What I was trying to get at is that looking at any specific case and making any blanket statements about quality of drives. Ask 5 people what are the best and worst drives and you'll get 5 different answers. We all have horror stories. The only way to know for sure is to have actual population-level data on reliability. Unfortunately, that data is somewhat hard to come by, so we all just rely on anecdotal stories.
It also depends on if we are talking consumer drives, enterprise drives, etc... I doubt that the return rate for drives would actually cover serious data errors which occurred after the return timeframe.
Honestly, the only people who could offer any insight are the large companies with huge datacenters: Amazon, Google, Yahoo, Rackspace, etc... and I doubt you'll hear them talking. If you could, I suspect the answer would be that it really doesn't matter which manufacturer you choose. All of them fail. All of them have bad batches. The best that you can do is try to minimize the MTBF and try to gracefully replace failed drives as soon as possible.

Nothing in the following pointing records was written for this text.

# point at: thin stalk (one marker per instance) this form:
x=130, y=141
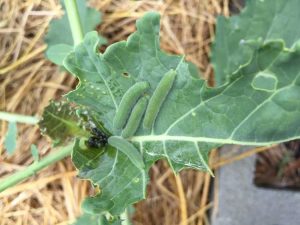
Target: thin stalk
x=11, y=117
x=74, y=21
x=35, y=167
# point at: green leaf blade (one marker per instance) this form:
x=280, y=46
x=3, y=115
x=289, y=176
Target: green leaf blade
x=260, y=21
x=60, y=122
x=10, y=142
x=193, y=119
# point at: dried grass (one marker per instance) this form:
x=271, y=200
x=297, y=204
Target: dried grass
x=28, y=81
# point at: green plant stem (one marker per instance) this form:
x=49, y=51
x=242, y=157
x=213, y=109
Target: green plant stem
x=74, y=21
x=11, y=117
x=35, y=167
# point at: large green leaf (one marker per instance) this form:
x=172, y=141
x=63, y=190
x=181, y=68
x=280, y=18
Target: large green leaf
x=261, y=21
x=88, y=219
x=59, y=37
x=258, y=106
x=60, y=122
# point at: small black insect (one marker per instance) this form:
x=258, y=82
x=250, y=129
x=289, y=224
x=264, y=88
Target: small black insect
x=98, y=140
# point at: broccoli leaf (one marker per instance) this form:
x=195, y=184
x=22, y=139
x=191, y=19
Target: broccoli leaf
x=193, y=119
x=60, y=122
x=10, y=142
x=260, y=22
x=88, y=219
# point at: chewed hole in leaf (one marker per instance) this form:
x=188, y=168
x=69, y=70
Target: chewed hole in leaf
x=265, y=81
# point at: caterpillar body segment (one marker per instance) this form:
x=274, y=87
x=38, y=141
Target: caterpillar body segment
x=135, y=117
x=157, y=99
x=128, y=149
x=128, y=101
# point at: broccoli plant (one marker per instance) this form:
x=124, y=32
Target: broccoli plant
x=136, y=104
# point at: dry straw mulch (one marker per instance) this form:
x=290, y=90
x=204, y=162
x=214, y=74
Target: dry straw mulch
x=28, y=81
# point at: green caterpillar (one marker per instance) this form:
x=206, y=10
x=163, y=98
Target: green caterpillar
x=159, y=95
x=129, y=99
x=128, y=149
x=135, y=117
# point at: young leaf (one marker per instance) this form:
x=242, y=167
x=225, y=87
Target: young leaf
x=10, y=142
x=260, y=22
x=193, y=119
x=59, y=37
x=60, y=122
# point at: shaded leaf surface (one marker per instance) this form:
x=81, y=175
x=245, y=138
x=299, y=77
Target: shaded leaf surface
x=60, y=122
x=192, y=120
x=88, y=219
x=260, y=22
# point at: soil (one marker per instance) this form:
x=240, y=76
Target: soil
x=279, y=167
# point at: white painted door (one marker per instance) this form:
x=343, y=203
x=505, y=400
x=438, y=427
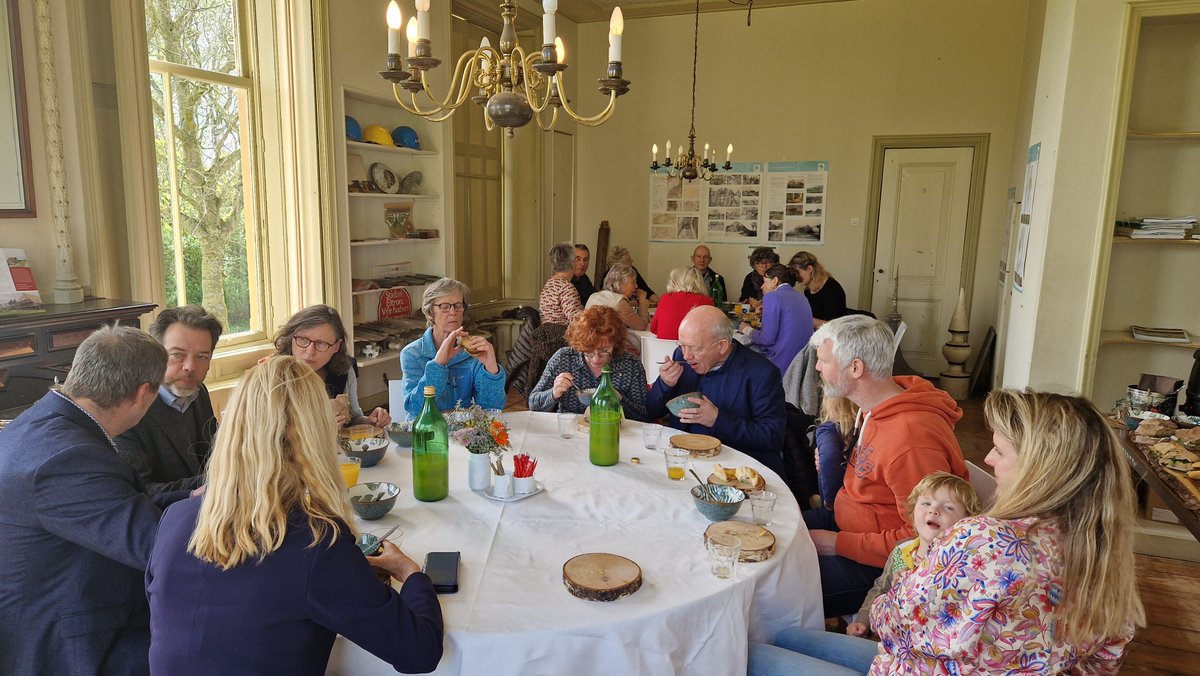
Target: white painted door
x=923, y=211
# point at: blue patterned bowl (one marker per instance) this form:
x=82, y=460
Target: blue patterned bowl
x=720, y=503
x=373, y=500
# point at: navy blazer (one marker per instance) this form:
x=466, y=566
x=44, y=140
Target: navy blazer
x=748, y=392
x=281, y=615
x=76, y=531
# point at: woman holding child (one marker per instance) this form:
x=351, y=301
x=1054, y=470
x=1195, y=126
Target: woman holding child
x=1042, y=582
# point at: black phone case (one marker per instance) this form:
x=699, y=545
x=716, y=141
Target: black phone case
x=442, y=567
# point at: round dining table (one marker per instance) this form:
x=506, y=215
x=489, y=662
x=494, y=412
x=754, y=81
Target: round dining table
x=514, y=615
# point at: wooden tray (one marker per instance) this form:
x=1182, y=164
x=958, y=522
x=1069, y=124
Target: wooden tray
x=757, y=543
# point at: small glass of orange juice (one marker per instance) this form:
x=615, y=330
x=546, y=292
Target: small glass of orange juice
x=349, y=468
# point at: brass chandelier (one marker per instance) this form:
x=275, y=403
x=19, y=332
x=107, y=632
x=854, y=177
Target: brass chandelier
x=690, y=166
x=511, y=87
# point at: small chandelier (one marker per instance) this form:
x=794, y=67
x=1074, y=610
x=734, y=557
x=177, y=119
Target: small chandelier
x=513, y=88
x=689, y=166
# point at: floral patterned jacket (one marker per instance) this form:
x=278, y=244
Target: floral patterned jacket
x=983, y=602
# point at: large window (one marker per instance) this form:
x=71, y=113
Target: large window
x=202, y=96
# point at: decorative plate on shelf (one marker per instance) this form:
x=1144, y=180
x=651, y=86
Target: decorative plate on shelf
x=384, y=178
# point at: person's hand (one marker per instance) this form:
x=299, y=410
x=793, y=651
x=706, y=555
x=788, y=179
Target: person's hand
x=670, y=372
x=395, y=562
x=563, y=382
x=703, y=414
x=379, y=418
x=484, y=351
x=826, y=542
x=449, y=347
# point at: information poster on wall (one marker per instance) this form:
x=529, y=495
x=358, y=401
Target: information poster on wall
x=796, y=210
x=675, y=209
x=754, y=202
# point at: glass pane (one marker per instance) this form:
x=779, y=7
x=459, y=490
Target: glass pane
x=202, y=34
x=209, y=197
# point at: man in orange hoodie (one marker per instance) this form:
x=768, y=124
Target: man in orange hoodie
x=905, y=430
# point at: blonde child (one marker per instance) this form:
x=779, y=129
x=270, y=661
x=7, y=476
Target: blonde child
x=935, y=504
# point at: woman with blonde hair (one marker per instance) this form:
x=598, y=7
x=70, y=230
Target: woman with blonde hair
x=1044, y=581
x=261, y=573
x=685, y=289
x=825, y=293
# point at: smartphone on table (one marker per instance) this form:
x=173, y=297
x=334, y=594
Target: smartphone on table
x=442, y=567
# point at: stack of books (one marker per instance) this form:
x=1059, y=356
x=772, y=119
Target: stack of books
x=1156, y=227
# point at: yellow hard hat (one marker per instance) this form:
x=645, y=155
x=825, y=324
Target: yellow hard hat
x=377, y=135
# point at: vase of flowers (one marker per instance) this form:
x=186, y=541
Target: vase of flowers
x=486, y=438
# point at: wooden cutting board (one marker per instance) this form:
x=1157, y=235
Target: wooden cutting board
x=757, y=543
x=601, y=576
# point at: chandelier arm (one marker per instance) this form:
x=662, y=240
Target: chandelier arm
x=594, y=120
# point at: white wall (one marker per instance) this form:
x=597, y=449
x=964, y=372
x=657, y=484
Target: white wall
x=813, y=82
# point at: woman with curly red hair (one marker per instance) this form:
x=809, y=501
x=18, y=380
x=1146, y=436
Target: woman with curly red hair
x=594, y=339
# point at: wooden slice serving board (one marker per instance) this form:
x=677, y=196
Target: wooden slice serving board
x=601, y=576
x=699, y=446
x=757, y=543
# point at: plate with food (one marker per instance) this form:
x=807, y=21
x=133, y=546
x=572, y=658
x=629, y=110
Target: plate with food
x=745, y=478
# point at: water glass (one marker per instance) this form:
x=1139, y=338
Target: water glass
x=723, y=555
x=677, y=462
x=567, y=425
x=762, y=503
x=651, y=435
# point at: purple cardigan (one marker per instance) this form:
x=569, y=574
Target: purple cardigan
x=786, y=325
x=281, y=615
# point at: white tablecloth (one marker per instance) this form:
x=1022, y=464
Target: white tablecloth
x=513, y=614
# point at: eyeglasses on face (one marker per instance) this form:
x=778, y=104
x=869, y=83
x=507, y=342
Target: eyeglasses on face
x=318, y=345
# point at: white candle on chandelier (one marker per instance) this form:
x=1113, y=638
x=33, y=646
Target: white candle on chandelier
x=549, y=33
x=483, y=60
x=616, y=27
x=423, y=19
x=394, y=22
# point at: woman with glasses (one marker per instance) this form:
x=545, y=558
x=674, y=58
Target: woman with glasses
x=317, y=336
x=595, y=339
x=462, y=368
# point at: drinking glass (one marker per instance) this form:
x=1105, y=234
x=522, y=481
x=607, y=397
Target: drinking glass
x=677, y=462
x=762, y=503
x=651, y=435
x=349, y=468
x=723, y=555
x=567, y=425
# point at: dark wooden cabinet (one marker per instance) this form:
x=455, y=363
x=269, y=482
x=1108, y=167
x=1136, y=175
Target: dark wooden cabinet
x=36, y=348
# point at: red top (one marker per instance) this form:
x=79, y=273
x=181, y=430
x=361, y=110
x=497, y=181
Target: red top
x=672, y=309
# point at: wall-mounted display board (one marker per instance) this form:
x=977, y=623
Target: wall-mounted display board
x=754, y=202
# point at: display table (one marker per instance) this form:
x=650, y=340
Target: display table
x=513, y=614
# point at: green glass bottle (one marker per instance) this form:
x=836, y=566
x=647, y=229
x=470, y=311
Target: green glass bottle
x=431, y=453
x=604, y=442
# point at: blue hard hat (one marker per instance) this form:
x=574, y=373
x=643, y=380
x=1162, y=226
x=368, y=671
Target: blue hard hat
x=353, y=130
x=406, y=137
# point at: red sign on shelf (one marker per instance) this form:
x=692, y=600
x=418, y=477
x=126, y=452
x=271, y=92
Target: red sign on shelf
x=394, y=303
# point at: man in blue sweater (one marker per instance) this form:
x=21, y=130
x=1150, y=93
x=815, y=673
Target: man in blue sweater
x=742, y=400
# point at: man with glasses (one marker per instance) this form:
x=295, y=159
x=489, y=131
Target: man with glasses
x=169, y=448
x=905, y=431
x=741, y=398
x=582, y=282
x=700, y=259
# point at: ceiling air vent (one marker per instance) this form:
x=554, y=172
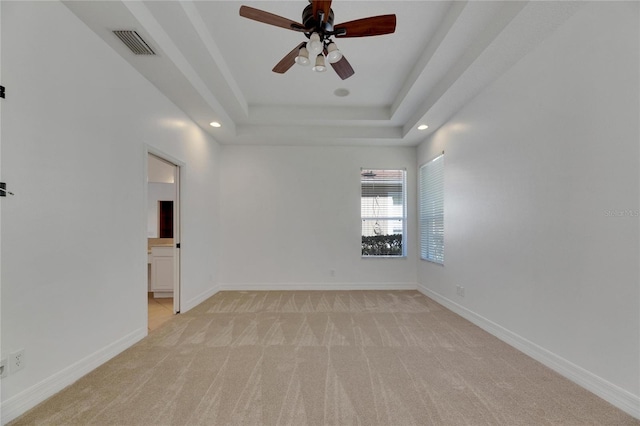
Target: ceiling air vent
x=134, y=42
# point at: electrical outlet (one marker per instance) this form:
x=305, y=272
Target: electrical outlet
x=4, y=368
x=17, y=361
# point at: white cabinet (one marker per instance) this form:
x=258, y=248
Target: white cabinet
x=162, y=270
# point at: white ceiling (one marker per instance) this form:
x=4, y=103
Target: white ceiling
x=216, y=65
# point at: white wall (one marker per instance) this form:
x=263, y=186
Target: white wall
x=74, y=235
x=534, y=169
x=291, y=215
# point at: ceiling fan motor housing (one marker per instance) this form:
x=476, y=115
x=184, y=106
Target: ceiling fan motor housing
x=310, y=21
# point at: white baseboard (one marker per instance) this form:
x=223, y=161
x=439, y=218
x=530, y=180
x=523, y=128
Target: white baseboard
x=316, y=286
x=624, y=400
x=29, y=398
x=192, y=303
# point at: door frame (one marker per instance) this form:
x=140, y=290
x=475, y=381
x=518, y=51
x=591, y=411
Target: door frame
x=177, y=215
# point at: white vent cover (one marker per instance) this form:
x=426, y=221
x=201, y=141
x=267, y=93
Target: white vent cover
x=134, y=42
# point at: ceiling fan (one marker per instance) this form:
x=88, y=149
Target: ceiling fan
x=317, y=26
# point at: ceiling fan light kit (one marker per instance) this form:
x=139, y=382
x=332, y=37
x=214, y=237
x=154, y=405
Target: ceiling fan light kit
x=319, y=67
x=303, y=57
x=318, y=27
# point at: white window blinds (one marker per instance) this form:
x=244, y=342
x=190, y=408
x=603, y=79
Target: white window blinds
x=431, y=205
x=383, y=212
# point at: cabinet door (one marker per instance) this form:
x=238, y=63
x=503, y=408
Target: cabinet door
x=162, y=273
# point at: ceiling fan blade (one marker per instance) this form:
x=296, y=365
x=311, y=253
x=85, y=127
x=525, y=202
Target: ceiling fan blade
x=288, y=61
x=343, y=68
x=270, y=18
x=321, y=5
x=366, y=27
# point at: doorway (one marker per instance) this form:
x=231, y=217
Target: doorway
x=163, y=239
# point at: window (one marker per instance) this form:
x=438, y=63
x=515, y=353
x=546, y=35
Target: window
x=383, y=212
x=431, y=205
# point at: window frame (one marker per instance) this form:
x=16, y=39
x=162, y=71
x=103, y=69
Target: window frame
x=402, y=218
x=431, y=213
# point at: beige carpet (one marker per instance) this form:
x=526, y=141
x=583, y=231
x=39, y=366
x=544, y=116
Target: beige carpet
x=323, y=358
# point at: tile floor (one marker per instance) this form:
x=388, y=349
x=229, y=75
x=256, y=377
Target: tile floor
x=160, y=311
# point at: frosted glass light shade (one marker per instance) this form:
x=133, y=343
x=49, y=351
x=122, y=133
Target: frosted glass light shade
x=314, y=45
x=319, y=67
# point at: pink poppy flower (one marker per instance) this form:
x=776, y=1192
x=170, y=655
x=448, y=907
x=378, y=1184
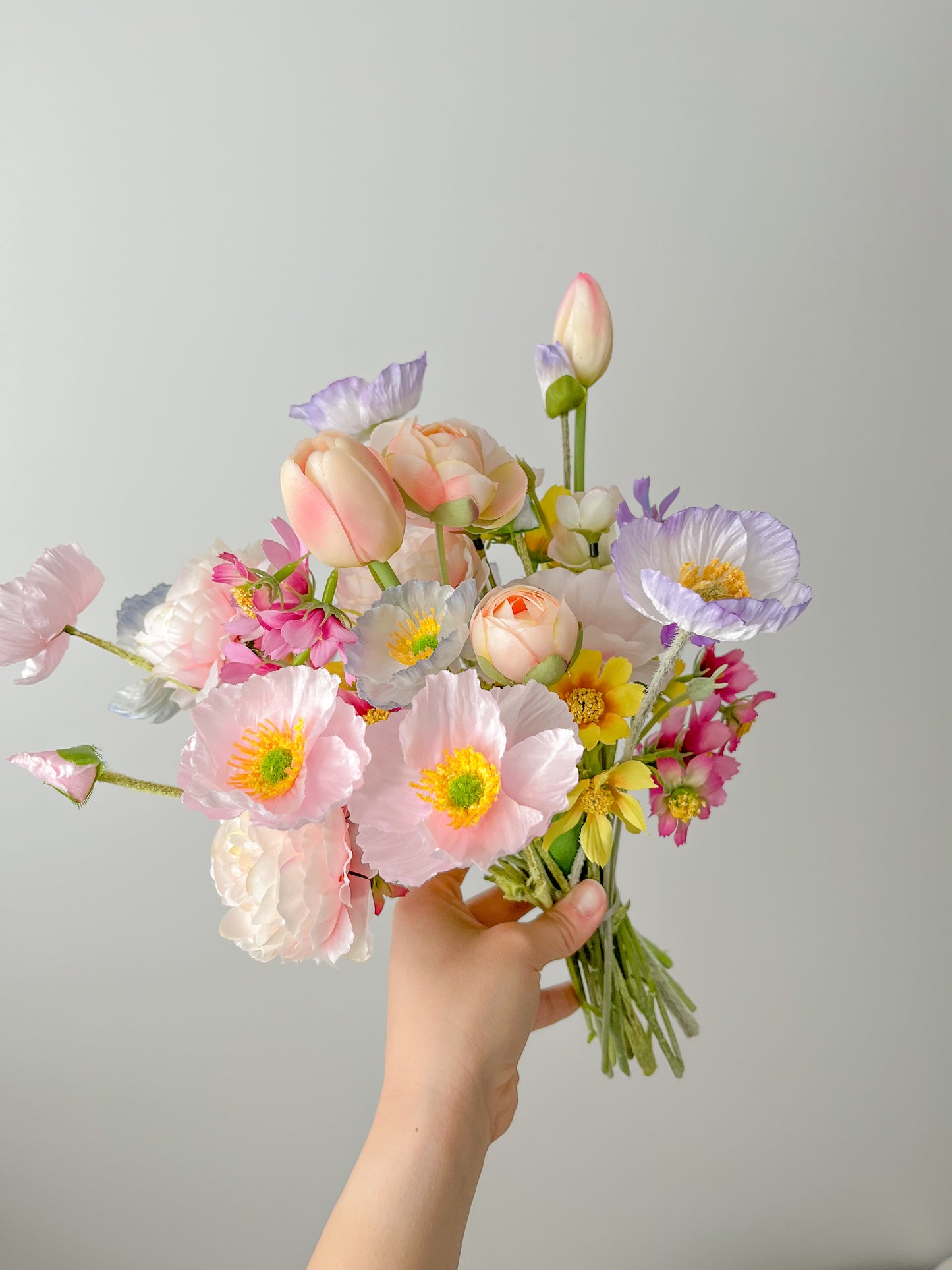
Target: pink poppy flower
x=71, y=771
x=282, y=747
x=464, y=776
x=301, y=896
x=36, y=608
x=688, y=790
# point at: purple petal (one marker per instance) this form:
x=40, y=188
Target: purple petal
x=394, y=394
x=335, y=407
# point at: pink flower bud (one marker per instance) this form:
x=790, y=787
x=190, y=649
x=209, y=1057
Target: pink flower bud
x=456, y=473
x=518, y=627
x=342, y=502
x=584, y=330
x=71, y=771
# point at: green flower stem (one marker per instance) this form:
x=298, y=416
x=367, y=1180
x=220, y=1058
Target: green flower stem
x=653, y=693
x=523, y=553
x=330, y=589
x=442, y=554
x=127, y=657
x=131, y=782
x=382, y=574
x=580, y=446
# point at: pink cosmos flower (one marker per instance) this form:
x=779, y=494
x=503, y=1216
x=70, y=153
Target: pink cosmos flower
x=688, y=790
x=71, y=771
x=464, y=776
x=281, y=746
x=186, y=635
x=36, y=608
x=298, y=896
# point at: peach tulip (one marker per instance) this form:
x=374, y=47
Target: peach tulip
x=584, y=330
x=519, y=629
x=342, y=502
x=456, y=474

Yup, this gives you good insights into the 'current' crop. We've got about 15,000 drives in our Santa Clara data center at Blekko (mostly enterprise SATA, 2TB (WD), but some 1TB (Seagate) too) In large populations like that I prefer to keep one family, which I know folks decry a monoculture but that keeps the failure rate more consistent across all drives which helps manage replacing them.
Google did some research on this with their datacenters. There is apparently no correlation between heat & diskfailures.
... and before that begins, the data is added to a giant ring buffer that records the last 30 TB of new writes, on machines with UPS. If a rack power failure happens, the ring buffer is kept until storage audits complete.
I think every company that deals with large data they can't lose develops appropriate paranoia.
The behavior of hard drives is like decaying atoms. You can't make accurate predictions about what any one of them will do. Only in aggregate can you say something like "the half life of this pile of hardware is 12 years" or "if we write this data N times we can reasonably expect to read it it again."
ACM digital library link - http://dl.acm.org/citation.cfm?id=2056434
The paper - http://research.cs.wisc.edu/adsl/Publications/cce-dsn11.pdf
File systems with end-to-end checking are good. (These can turn into accidental memory tests for your host, too, and with a large enough population you'll see interesting failures).
OS X does a fake fsync() if you call it with the defaults.
fsync in Mac OS X: Since in Mac OS X the fsync command does not make the guarantee that bytes are written, SQLite sends a F_FULLFSYNC request to the kernel to ensures that the bytes are actually written through to the drive platter. This causes the kernel to flush all buffers to the drives and causes the drives to flush their track caches. Without this, there is a significantly large window of time within which data will reside in volatile memory—and in the event of system failure you risk data corruption
So in summary, I believe that the comments in the MySQL news posting
are slightly confused. On MacOS X fsync() behaves the same as it does
on all Unices. That's not good enough if you really care about data
integrity and so we also provide the F_FULLFSYNC fcntl. As far as I
know, MacOS X is the only OS to provide this feature for apps that
need to truly guarantee their data is on disk.